The one you missed (or did you?) was solar power. That's OK, I can pick that one apart for you. Solar cells cost more to produce than the value of all the energy they'll ever output (compared to the cost of typical fossil fuels). However they're still useful for places were it's a pain to run power lines.
I wouldn't say I'm an expert as alternative power, but I am well educated. If you want any info just post a comment.
Anon,
I should have remembered about solar power at least, but this was right after I ate lunch, so all the blood had left my head to go to my stomach. What can I say?
The other objection to solar power is that large groupings of panels prevent chlorophyll-stimulating sunlight from reaching any plants underneath them, leading to desertification. This is bad too.

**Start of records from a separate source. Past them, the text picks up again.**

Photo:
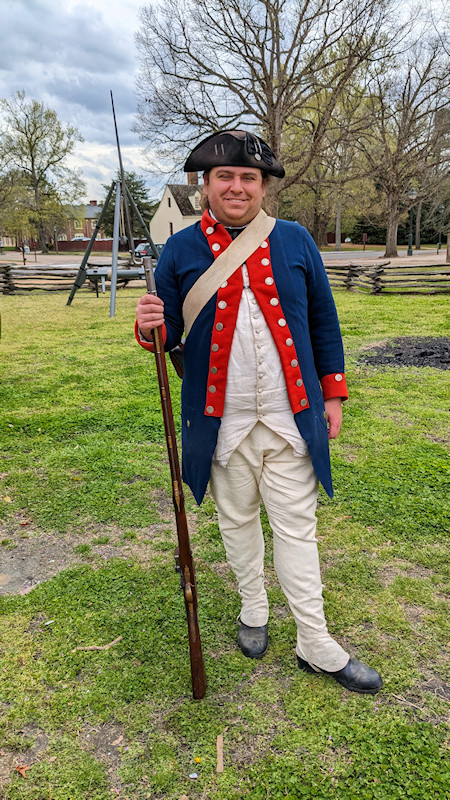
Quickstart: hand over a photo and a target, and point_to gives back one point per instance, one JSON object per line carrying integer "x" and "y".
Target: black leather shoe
{"x": 253, "y": 641}
{"x": 355, "y": 676}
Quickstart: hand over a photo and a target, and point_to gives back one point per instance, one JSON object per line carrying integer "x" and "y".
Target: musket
{"x": 124, "y": 186}
{"x": 183, "y": 558}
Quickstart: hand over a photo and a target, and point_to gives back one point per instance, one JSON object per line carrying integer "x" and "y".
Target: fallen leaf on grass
{"x": 22, "y": 769}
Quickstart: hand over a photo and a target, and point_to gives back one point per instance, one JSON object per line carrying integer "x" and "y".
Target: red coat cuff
{"x": 334, "y": 385}
{"x": 145, "y": 342}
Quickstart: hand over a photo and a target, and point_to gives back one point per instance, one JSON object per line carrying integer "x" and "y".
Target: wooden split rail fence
{"x": 16, "y": 280}
{"x": 386, "y": 278}
{"x": 376, "y": 278}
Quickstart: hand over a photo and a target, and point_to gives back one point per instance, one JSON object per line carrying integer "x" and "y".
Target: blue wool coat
{"x": 309, "y": 310}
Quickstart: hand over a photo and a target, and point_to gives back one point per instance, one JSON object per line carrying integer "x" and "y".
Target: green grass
{"x": 84, "y": 474}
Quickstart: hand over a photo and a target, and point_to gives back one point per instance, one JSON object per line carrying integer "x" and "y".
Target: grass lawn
{"x": 87, "y": 538}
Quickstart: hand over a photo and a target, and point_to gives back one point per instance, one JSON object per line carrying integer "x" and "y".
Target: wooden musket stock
{"x": 185, "y": 564}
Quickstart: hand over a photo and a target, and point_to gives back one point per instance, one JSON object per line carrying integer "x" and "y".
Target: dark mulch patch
{"x": 411, "y": 352}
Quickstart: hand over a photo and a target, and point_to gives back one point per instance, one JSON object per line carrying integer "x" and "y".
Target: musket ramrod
{"x": 185, "y": 563}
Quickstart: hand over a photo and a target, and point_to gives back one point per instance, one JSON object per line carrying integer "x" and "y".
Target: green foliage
{"x": 84, "y": 468}
{"x": 36, "y": 145}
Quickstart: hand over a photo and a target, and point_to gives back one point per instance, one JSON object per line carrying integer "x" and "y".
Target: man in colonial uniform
{"x": 262, "y": 389}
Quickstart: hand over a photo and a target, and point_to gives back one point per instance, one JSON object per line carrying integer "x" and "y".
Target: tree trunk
{"x": 337, "y": 243}
{"x": 392, "y": 227}
{"x": 40, "y": 227}
{"x": 418, "y": 223}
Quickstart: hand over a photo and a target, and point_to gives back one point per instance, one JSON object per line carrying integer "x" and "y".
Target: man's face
{"x": 235, "y": 194}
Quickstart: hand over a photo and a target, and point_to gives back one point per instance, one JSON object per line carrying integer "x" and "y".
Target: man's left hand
{"x": 333, "y": 416}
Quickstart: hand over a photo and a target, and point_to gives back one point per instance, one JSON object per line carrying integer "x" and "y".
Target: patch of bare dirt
{"x": 106, "y": 742}
{"x": 26, "y": 755}
{"x": 410, "y": 352}
{"x": 30, "y": 556}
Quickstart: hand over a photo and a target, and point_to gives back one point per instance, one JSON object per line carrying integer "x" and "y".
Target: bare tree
{"x": 36, "y": 143}
{"x": 273, "y": 65}
{"x": 407, "y": 141}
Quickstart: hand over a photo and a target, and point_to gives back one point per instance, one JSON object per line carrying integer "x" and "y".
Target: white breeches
{"x": 265, "y": 468}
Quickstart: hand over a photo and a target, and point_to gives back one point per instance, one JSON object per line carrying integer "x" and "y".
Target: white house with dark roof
{"x": 180, "y": 207}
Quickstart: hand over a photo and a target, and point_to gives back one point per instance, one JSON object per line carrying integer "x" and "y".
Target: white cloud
{"x": 69, "y": 55}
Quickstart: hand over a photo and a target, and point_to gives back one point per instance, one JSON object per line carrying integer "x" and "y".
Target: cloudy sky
{"x": 68, "y": 54}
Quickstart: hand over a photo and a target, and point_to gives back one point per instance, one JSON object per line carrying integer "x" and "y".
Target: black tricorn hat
{"x": 234, "y": 149}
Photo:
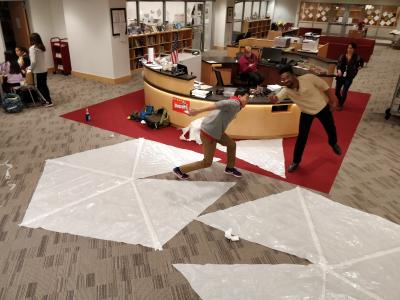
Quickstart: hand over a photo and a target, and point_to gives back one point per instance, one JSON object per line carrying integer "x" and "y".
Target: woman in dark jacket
{"x": 347, "y": 68}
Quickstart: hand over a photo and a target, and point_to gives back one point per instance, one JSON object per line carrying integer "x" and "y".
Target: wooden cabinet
{"x": 257, "y": 28}
{"x": 161, "y": 42}
{"x": 60, "y": 53}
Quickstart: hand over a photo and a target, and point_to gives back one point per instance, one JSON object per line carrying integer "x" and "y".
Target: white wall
{"x": 120, "y": 49}
{"x": 222, "y": 30}
{"x": 40, "y": 21}
{"x": 93, "y": 49}
{"x": 57, "y": 16}
{"x": 285, "y": 11}
{"x": 2, "y": 45}
{"x": 271, "y": 8}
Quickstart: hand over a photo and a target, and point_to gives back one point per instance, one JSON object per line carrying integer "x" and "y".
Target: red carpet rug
{"x": 319, "y": 166}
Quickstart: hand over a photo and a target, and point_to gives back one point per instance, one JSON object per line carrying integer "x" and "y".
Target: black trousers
{"x": 326, "y": 118}
{"x": 254, "y": 78}
{"x": 342, "y": 87}
{"x": 41, "y": 83}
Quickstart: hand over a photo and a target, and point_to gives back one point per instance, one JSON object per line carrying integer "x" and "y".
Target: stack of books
{"x": 200, "y": 93}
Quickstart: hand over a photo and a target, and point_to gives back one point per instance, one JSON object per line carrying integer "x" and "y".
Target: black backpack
{"x": 12, "y": 103}
{"x": 159, "y": 119}
{"x": 140, "y": 115}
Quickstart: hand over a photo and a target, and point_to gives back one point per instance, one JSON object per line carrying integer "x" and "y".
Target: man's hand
{"x": 272, "y": 99}
{"x": 333, "y": 106}
{"x": 192, "y": 111}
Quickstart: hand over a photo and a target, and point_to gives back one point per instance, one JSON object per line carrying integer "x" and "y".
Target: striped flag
{"x": 174, "y": 53}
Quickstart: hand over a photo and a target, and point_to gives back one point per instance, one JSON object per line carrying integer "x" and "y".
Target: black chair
{"x": 236, "y": 78}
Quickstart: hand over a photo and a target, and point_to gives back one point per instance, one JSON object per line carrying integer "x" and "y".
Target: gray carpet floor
{"x": 41, "y": 264}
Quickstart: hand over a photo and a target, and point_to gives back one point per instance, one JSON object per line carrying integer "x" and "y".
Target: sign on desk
{"x": 180, "y": 105}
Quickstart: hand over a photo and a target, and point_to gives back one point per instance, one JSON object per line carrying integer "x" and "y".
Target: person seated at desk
{"x": 248, "y": 68}
{"x": 23, "y": 59}
{"x": 11, "y": 71}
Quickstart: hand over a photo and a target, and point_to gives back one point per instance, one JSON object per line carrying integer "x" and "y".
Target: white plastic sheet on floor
{"x": 97, "y": 194}
{"x": 266, "y": 282}
{"x": 266, "y": 154}
{"x": 359, "y": 249}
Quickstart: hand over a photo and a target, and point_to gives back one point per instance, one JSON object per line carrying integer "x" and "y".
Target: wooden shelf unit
{"x": 160, "y": 41}
{"x": 257, "y": 28}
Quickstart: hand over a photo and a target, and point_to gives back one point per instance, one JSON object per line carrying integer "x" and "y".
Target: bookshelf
{"x": 160, "y": 41}
{"x": 257, "y": 28}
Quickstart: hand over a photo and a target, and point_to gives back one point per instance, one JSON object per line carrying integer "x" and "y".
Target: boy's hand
{"x": 272, "y": 99}
{"x": 191, "y": 112}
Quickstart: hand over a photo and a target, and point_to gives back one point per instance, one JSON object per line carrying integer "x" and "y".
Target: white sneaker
{"x": 230, "y": 236}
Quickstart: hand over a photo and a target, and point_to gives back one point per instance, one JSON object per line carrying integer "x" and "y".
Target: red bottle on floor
{"x": 87, "y": 115}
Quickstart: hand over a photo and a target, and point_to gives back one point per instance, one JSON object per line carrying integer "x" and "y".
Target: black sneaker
{"x": 178, "y": 173}
{"x": 293, "y": 167}
{"x": 233, "y": 172}
{"x": 337, "y": 149}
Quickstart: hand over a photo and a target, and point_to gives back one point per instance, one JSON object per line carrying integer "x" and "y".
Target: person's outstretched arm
{"x": 196, "y": 111}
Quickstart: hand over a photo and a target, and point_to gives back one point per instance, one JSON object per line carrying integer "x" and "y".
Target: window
{"x": 131, "y": 13}
{"x": 238, "y": 11}
{"x": 263, "y": 9}
{"x": 151, "y": 12}
{"x": 194, "y": 11}
{"x": 238, "y": 14}
{"x": 256, "y": 10}
{"x": 247, "y": 10}
{"x": 175, "y": 12}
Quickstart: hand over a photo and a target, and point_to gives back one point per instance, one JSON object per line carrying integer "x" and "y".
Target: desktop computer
{"x": 281, "y": 42}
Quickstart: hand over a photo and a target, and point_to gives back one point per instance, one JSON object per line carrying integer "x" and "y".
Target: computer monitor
{"x": 241, "y": 36}
{"x": 182, "y": 69}
{"x": 272, "y": 55}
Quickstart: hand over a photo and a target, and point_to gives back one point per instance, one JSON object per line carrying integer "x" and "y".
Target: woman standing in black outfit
{"x": 347, "y": 68}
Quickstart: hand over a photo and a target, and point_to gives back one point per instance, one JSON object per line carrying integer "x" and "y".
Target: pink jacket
{"x": 245, "y": 61}
{"x": 11, "y": 78}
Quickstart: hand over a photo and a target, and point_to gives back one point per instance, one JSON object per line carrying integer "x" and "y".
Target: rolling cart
{"x": 394, "y": 108}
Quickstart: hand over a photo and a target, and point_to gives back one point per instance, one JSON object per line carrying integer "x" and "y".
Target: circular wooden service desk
{"x": 258, "y": 120}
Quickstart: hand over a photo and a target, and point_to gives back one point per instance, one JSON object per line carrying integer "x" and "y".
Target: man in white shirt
{"x": 311, "y": 94}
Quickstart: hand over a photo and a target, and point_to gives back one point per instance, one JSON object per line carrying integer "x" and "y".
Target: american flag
{"x": 174, "y": 53}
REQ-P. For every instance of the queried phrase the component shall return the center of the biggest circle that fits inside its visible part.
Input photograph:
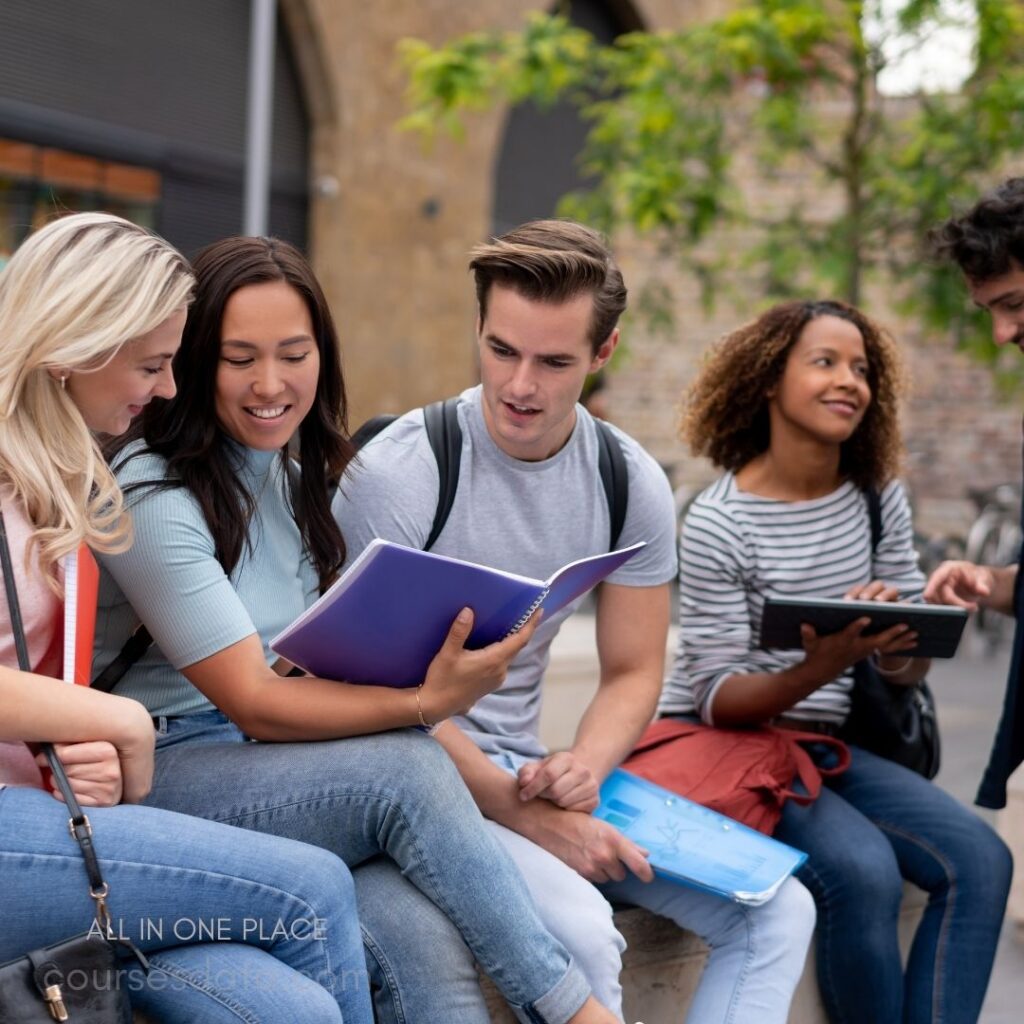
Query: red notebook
(81, 592)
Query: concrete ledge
(663, 965)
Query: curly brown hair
(725, 410)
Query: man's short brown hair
(553, 261)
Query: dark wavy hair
(725, 411)
(185, 429)
(987, 240)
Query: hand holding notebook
(384, 621)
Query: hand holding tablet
(938, 627)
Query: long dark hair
(185, 430)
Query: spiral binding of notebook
(529, 611)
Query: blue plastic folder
(387, 616)
(695, 846)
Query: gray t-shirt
(525, 517)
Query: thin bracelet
(888, 672)
(419, 709)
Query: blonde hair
(71, 296)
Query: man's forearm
(611, 725)
(496, 791)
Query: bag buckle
(81, 829)
(54, 1003)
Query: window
(38, 183)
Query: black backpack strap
(614, 479)
(444, 435)
(875, 516)
(135, 646)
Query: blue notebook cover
(386, 617)
(695, 846)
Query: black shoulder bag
(75, 980)
(895, 722)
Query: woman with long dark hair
(800, 409)
(227, 483)
(91, 312)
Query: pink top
(41, 614)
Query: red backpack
(747, 774)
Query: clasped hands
(593, 848)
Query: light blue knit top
(171, 581)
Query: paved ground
(969, 692)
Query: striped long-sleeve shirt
(735, 548)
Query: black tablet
(938, 626)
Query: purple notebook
(387, 616)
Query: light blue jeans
(289, 946)
(396, 794)
(756, 960)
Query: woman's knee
(323, 881)
(588, 931)
(790, 916)
(862, 875)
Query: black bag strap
(79, 824)
(875, 516)
(444, 435)
(614, 479)
(135, 646)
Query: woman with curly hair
(800, 410)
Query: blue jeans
(757, 953)
(396, 794)
(872, 826)
(290, 946)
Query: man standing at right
(987, 243)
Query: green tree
(681, 122)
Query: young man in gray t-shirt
(529, 500)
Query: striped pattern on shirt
(735, 548)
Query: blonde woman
(91, 312)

Your analysis of alternative energy sources is great. What surprised me about the olive article is how much the ecologists seem to hate all technology. If they're against the burning of olive cores, which otherwise would rot on the ground, and the burning of which saves us from burning dirtier fuels, then they'll be against everything. There's no talking sense to people who are that far gone.
I've always believed that what really bothers the Greens is simply... too many darn people! And not enough uninhabited land... and wolves and stuff like that.
I think the Greens would approve of forced sterilization. (though they might not admit it)
My idea is to start with them. That way, if their condition is genetic, we'd be just one generation away from some peace and common sense.
Chris,
What a great legacy to leave to our children--a Green-free society.
I read a long time ago (years and years) that the population alarmists believe the earth only has a carrying capacity of 2.2 billion people, and all the zero-population-growth talk was intended to get us back down to that level. Then about a year ago, I read an article that quoted some UN-type expert giving the 2.2 billion as the goal. Still.
I don't know how these people explain the fact that there are over 6 billion people now, and the ones who are truly starving (as opposed to very hungry) are the ones whose governments are forcing starvation upon them.
Sorry for the soapbox. I've gotta get to work.